Jestem luzak, wciąż nie stały, I nie jedne mnie kochały. Wciąż obieram nowe cele, No i testosteron dzielę. Ja nie wnikam może z rzadka, Czy to panna czy mężatka. Każdą kocham, na swój sposób, Każda mnie dziś pragnie poczuć. Ref: A więc chodź Kochanie, Już się nie broń to się stanie. Wiem dokładnie, cóż potrzeba takiej pannie Dajże spokój, Twe opory zbledną w mroku A już z rana mnie nie będzie ukochana. Chodź Kochanie, już się nie broń to się stanie. wiem dokładnie, cóż potrzeba takiej pannie dajże spokój, Twe opory zbledną w mroku a już z rana mnie nie będzie ukochana.
Czy się zmienię w to nie wierze, drzemie we mnie męskie zwierze. wciąż spódniczki wypatruję, i łóżeczko proponuję. Ref: A więc chodź Kochanie, Już się nie broń to się stanie. Wiem dokładnie, cóż potrzeba takiej pannie, Dajże spokój, Twe opory zbledną w mroku, A już z rana mnie nie będzie ukochana. Chodź Kochanie, już się nie broń to się stanie, wiem dokładnie, cóż potrzeba takiej pannie, dajże spokój, Twe opory zbledną w mroku, a już z rana mnie nie będzie ukochana.

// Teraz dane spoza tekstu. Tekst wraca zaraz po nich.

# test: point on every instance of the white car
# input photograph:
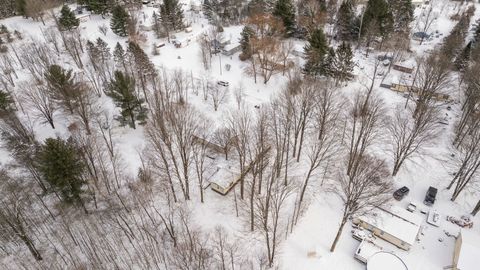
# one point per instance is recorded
(223, 83)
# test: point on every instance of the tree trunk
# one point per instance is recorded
(31, 247)
(476, 209)
(339, 233)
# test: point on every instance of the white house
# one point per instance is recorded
(466, 255)
(394, 225)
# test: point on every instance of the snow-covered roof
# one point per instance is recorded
(397, 222)
(366, 249)
(224, 177)
(469, 251)
(385, 260)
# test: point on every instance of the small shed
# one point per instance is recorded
(83, 17)
(467, 251)
(395, 225)
(365, 250)
(403, 68)
(419, 36)
(231, 49)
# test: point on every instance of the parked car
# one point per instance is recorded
(223, 83)
(430, 196)
(401, 193)
(412, 207)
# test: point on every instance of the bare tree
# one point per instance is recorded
(13, 220)
(224, 138)
(468, 164)
(410, 136)
(37, 98)
(239, 93)
(218, 95)
(240, 124)
(270, 208)
(432, 78)
(323, 142)
(368, 188)
(363, 127)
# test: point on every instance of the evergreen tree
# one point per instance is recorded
(67, 20)
(119, 56)
(62, 87)
(315, 51)
(60, 166)
(378, 15)
(246, 34)
(103, 50)
(403, 15)
(285, 10)
(328, 65)
(461, 62)
(99, 6)
(122, 91)
(21, 7)
(345, 20)
(119, 21)
(6, 103)
(343, 63)
(143, 66)
(171, 14)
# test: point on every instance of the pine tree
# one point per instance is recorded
(328, 64)
(403, 15)
(315, 51)
(171, 14)
(285, 10)
(62, 87)
(21, 7)
(6, 103)
(104, 51)
(246, 34)
(119, 21)
(119, 56)
(345, 20)
(61, 167)
(67, 20)
(461, 62)
(378, 15)
(343, 64)
(143, 66)
(122, 91)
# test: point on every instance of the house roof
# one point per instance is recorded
(395, 221)
(469, 251)
(224, 177)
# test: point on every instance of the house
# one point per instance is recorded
(395, 225)
(419, 36)
(467, 251)
(224, 179)
(83, 17)
(402, 88)
(208, 144)
(417, 3)
(220, 43)
(403, 68)
(231, 49)
(365, 250)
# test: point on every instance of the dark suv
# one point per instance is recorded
(430, 196)
(400, 193)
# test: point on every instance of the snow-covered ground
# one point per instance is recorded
(316, 229)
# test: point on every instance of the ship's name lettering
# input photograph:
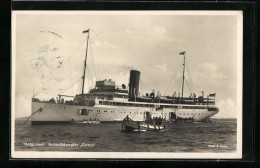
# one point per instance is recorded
(63, 144)
(30, 144)
(218, 146)
(87, 144)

A więc chodź Kochanie A więc chodź Kochanie A więc chodź Kochanie, Już się nie broń to się stanie. Wiem dokładnie, cóż potrzeba takiej pannie, Dajże spokój, Twe opory zbledną w mroku, A już z rana mnie nie będzie ukochana. Chodź Kochanie, już się nie broń to się stanie, wiem dokładnie, cóż potrzeba takiej pannie, dajże spokój, Twe opory zbledną w mroku, a już z rana mnie nie będzie ukochana.